Knowing my mom for 64 years I have come to the conclusion that she really adored working outside the home. This wasn’t too common for a woman with two kids in the fifties. And my father, who patterned his life after his older brothers, wanted his wife to stay home. All the women and sister-in-laws in his life were Italian-American June Cleavers. There were no pearls or housedresses for Mary. She was raised as the oldest of seven and was expected to help with her other siblings, so this woman knew how to raise kids backwards and forwards. Perhaps she was totally blase to the everyday care and feed of children by the time I was born. Looking back on it, she seemed bored cooking, cleaning and taking care of two kids and a husband. There was a third sibling born when I was two, but according to my mom, he died at birth and as she revealed  “it was probably for the best”. According to her, he was even smaller than me (I am 4’9”) and that he would have had a hard life being a short man.

 

By the way, being a short woman isn’t a breeze either.
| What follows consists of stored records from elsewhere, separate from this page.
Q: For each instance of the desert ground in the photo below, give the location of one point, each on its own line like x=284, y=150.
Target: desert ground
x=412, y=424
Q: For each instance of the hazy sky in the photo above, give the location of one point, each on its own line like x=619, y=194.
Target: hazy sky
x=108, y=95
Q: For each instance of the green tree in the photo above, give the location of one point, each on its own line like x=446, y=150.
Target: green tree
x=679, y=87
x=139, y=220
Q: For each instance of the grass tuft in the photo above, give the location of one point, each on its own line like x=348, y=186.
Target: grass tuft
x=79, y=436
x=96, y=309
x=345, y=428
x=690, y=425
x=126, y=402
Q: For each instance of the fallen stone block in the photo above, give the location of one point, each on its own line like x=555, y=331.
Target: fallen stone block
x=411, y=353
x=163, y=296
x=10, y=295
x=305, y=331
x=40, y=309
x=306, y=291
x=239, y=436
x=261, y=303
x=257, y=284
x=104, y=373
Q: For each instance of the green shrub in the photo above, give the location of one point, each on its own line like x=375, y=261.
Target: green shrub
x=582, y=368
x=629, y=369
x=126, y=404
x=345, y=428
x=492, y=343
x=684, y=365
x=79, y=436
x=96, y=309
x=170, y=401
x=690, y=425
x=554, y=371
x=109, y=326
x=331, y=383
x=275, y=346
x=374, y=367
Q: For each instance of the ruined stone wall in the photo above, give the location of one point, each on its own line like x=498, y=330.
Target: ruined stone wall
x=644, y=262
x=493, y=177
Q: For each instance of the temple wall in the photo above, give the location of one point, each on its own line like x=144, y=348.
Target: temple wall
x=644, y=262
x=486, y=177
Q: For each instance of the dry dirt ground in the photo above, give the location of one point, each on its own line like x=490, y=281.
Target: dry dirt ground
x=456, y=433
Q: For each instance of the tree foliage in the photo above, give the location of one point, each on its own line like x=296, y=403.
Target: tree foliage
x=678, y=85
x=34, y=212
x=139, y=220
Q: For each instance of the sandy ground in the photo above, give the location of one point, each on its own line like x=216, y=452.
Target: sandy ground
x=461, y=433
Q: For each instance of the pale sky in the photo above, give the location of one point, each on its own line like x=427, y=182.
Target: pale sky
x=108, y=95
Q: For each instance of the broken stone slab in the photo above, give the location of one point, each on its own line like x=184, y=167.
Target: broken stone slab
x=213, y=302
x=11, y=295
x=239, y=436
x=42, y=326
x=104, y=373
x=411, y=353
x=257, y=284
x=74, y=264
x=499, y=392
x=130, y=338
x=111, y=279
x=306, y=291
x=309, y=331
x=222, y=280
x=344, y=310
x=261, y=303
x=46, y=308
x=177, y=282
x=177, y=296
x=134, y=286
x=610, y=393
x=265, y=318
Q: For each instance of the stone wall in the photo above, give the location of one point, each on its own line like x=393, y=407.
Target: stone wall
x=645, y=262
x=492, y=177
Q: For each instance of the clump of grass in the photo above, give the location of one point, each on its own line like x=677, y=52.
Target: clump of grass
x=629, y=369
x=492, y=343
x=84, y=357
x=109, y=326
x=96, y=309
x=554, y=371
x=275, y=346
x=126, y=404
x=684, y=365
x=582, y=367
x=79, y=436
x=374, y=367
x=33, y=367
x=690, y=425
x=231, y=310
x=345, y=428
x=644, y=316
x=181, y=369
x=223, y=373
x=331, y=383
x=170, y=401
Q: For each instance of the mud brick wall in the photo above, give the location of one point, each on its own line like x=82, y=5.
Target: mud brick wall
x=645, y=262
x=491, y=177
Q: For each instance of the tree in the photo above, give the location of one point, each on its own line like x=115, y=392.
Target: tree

I still need assistance to grasp some items at the grocery store; a small stepladder to reach the second and third shelves in my kitchen; never ever would I attempt to use the overhead bin on an airplane and lately to my dismay, I require an eight inch stool to snag those little workout socks at the bottom of my top lid washer. I swear if my fingers were just an eighth of an inch longer I could latch onto them.

 

Anyhow, I’m sure that losing a child at birth was extremely difficult. I have no memory of this family tragedy. All I know is that he was a boy and in Italian lore, was entitled to be crowned king of the siblings. He was born with a golden penis, you see. To add more to her grief, she couldn’t provide her father with a namesake. Naming children after your parent is mandatory in second generation Italian culture. As years passed though, other siblings saved the day, and our extended family now includes two Simons and two Sylvias. At one time, my cousin’s family had five Joes. Ok, some are Joeys; some are Josephs, some are Guiseppes, but nonetheless, five Joes.

 

 

By the time I was three, my mom must have been totally over the housewife gig. As an intelligent woman she needed a little more challenge in her life. And as a bright but precocious toddler I was about to give it to her. Mom was mindlessly dusting one day, not really thinking about what she was doing. Maybe she was fantasizing about her next steps in life or rehearsing how she would tell her husband she wanted to take driving lessons or maybe she was just tired, but as she shook the dust rag from the second floor window, it slipped out of her hands. She ran downstairs and out the door to retrieve it.  I ran after her but I stayed inside.

 

Then I did the unthinkable. I locked the door.

 

Even as a three-year-old, I was smarter than I looked. I knew exactly what I did and I drank up the power it gave. Here I am, a kid, and I locked my mom out of the house. The human who controls everything in my life from food to poop is now sweet talking me through the screen explaining how to lift the latch. Now who’s your mama, mama?

 

I don’t think she knew that I locked it in the first place or that I totally knew how to unlock it, but for a few minutes in 1958 the world was mine. And it felt good.